There was a significant increase in the plasma levels of soluble fms-like tyrosine kinase1 (sFlt-1) in the PRE group (1228.80 ± 116.29 pg/ml) when compared to the CON (774.91 ± 26.81 pg/ml) and SCT (698.98 ± 20.78 pg/ml) groups, respectively (p < 0.001). The plasma levels of soluble endoglin (sEng) were significantly decreased in the SCT group (149.47 ± 3.72 ng/ml) when compared to the CON (178.52 ± 5.33 ng/ml) and PRE (183.44 ± 8.294 ng/ml) groups, respectively (p < 0.01). Plasma nitric oxide and l-arginine levels showed a decreasing trend in the PRE groups when compared to the control (CON) and treated (SCT) groups, respectively.

Conclusion

Sildenafil citrate reduces the plasma levels of anti-angiogenic factors, sFlt-1 and sEng, in pre-eclamptic (l-NAME induced) Sprague–Dawley rats and may therefore be responsible for the reduction in blood pressure and proteinuria as well as the improved fetal outcomes noted in an earlier study.

Introduction

Pre-eclampsia is characterized by an abrupt onset of hypertension and proteinuria after 20 weeks of gestation [1], [2]. It affects 3–5% of first pregnancies and is characterised by widespread endothelial dysfunction [3]. The etiology of pre-eclampsia is still not clearly understood, but it is known that the pathogenic process begins much earlier than the presenting symptoms, perhaps at the onset of trophoblast invasion and remodelling of the spiral arteries during the first trimester of pregnancy [2], [3]. It is thought to be associated with vascular maladaptation in the placental bed due to this failure of the uterine spiral arteries to undergo complete remodelling into wide bore channels resulting in a marked reduction in blood flow to the placenta [2], [4], [5]. The reduced placental blood perfusion induces a hypoxic state resulting in the release of a variety of substances including trophoblastic debris and necrotic tissue coupled with an excess secretion of anti-angiogenic factors, viz. soluble fms-like tyrosine kinase 1 (sFlt-1) and soluble endoglin (sEng). Several groups of researchers have proposed that these excess levels of circulating sFlt-1 may cause the maternal syndrome [6], [7], [8], [9].

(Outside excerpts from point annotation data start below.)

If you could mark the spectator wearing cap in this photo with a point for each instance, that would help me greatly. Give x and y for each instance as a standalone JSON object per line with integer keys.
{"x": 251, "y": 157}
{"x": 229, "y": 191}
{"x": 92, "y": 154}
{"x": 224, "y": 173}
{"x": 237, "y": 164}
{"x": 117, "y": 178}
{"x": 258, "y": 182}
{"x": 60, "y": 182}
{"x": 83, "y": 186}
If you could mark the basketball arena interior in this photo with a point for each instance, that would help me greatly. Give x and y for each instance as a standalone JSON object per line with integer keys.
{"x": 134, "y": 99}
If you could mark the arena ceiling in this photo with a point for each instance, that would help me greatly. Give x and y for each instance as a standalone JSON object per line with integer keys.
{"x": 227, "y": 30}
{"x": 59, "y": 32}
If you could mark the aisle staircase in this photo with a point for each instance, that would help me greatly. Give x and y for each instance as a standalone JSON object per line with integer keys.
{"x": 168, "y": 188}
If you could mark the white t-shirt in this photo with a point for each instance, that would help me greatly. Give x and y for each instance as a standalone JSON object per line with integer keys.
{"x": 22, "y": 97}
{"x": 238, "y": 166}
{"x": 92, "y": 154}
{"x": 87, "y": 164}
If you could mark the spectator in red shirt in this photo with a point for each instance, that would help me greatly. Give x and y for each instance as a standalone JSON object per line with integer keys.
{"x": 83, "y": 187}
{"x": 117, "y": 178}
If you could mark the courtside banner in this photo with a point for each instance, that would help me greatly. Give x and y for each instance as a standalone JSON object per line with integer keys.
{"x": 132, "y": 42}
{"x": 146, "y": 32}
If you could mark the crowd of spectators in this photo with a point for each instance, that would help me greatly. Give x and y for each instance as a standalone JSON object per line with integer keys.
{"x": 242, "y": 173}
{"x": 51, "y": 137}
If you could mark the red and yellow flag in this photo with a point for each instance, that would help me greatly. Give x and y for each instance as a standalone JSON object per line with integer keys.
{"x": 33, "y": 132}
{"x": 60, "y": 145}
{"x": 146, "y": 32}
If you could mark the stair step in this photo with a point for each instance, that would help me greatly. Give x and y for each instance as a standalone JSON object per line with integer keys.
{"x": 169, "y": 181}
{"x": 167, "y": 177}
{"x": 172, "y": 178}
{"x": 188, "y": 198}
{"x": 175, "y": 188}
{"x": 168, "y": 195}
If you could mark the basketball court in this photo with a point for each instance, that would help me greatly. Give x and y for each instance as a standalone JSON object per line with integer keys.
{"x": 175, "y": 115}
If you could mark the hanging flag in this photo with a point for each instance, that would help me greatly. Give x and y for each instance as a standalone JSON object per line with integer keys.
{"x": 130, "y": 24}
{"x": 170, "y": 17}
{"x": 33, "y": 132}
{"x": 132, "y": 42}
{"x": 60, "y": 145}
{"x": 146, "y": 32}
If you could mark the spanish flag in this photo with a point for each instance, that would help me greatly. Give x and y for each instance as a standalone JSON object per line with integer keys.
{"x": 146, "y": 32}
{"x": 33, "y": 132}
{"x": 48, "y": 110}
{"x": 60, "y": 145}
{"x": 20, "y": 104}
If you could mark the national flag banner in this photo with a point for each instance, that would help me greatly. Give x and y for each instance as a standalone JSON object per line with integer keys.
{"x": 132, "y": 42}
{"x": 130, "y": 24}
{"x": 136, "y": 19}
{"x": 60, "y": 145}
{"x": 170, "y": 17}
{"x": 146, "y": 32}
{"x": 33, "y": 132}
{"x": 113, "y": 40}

sFlt-1 has been shown to block the effects of the free or physiological active form of vascular endothelial growth factor (VEGF) by inhibiting interactions with both its receptors (VEGFR-1 and VEGFR-2) [10], [11]. Similarly, it also inhibits another member of the VEGF family of growth factors i.e. placental growth factor (PlGF), which is produced by the placenta [12]. This subsequently affects virtually every major organ system by causing endothelial dysfunction and systemic vasospasm [13]. If undiagnosed or untreated, pre-eclampsia results in major complications to mother and baby [14]. The only known cure at present is delivery of the baby and placenta [1], [14].

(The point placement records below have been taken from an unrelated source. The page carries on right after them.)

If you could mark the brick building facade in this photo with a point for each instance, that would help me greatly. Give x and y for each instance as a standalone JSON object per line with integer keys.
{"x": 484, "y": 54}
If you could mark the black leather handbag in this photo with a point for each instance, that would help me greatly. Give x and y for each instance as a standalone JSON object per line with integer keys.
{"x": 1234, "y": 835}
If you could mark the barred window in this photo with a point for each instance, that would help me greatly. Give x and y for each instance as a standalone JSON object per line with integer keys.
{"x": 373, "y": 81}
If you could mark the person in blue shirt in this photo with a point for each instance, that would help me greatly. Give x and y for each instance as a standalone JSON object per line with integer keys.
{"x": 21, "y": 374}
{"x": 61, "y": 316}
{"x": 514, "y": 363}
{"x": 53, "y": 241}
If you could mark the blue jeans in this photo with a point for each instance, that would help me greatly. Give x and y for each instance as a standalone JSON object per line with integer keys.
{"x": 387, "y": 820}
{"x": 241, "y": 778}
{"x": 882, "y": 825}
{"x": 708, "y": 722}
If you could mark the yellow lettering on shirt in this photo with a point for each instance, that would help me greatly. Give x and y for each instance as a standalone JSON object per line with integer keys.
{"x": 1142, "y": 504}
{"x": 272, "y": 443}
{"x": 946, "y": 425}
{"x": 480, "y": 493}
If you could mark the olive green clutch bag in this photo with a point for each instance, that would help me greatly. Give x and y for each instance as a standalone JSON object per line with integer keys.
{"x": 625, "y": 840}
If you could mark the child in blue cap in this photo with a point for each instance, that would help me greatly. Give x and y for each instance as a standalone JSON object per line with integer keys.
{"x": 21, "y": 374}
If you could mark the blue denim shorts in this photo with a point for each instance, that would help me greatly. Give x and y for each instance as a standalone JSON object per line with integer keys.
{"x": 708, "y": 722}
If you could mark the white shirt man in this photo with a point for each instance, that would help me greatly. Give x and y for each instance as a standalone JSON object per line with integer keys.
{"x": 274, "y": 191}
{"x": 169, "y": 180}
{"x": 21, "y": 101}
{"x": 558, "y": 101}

Endoglin, a cell-surface co-receptor for transforming growth factor (TGF)-β1 and TGF-β3 isoforms, also plays a key role in angiogenesis [15], [16], [17]. Circulating sEng has been shown to be elevated in pre-eclamptic compared to normotensive healthy pregnant women [18]. Administration of sEng on its own does not produce the symptoms of severe pre-eclampsia but co-administration with sFlt-1 showed increased proteinuria, severe hypertension and biochemical evidence of the HELLP syndrome. The authors concluded that these soluble factors act in concert to block the proangiogenic effects of VEGF and TGF-β1 and disrupt endothelial integrity, thereby causing considerable vascular damage [19].

A number of animal models have been used to study the pathogenesis of pre-eclampsia [20], [21], [22], [23], [24], [25], [26]. We [27] and others [22], [23], [28] have successfully shown that inhibition of nitric oxide synthase with l-NAME can also be used as a good animal model to reproduce a pre-eclampsia-like syndrome in which there is hypertension, proteinuria and reduced placental and pup mass. We further showed that the administration of sildenafil citrate (SC) in this model led to a significant reduction in pup fatality, coupled with a decrease in high blood pressure and proteinuria and a corresponding increase in pup and placental mass [27].

In this study, we intend to show the molecular mechanism by which l-NAME produces the pre-eclampsia-like syndrome and how SC can be used to reverse some of the changes.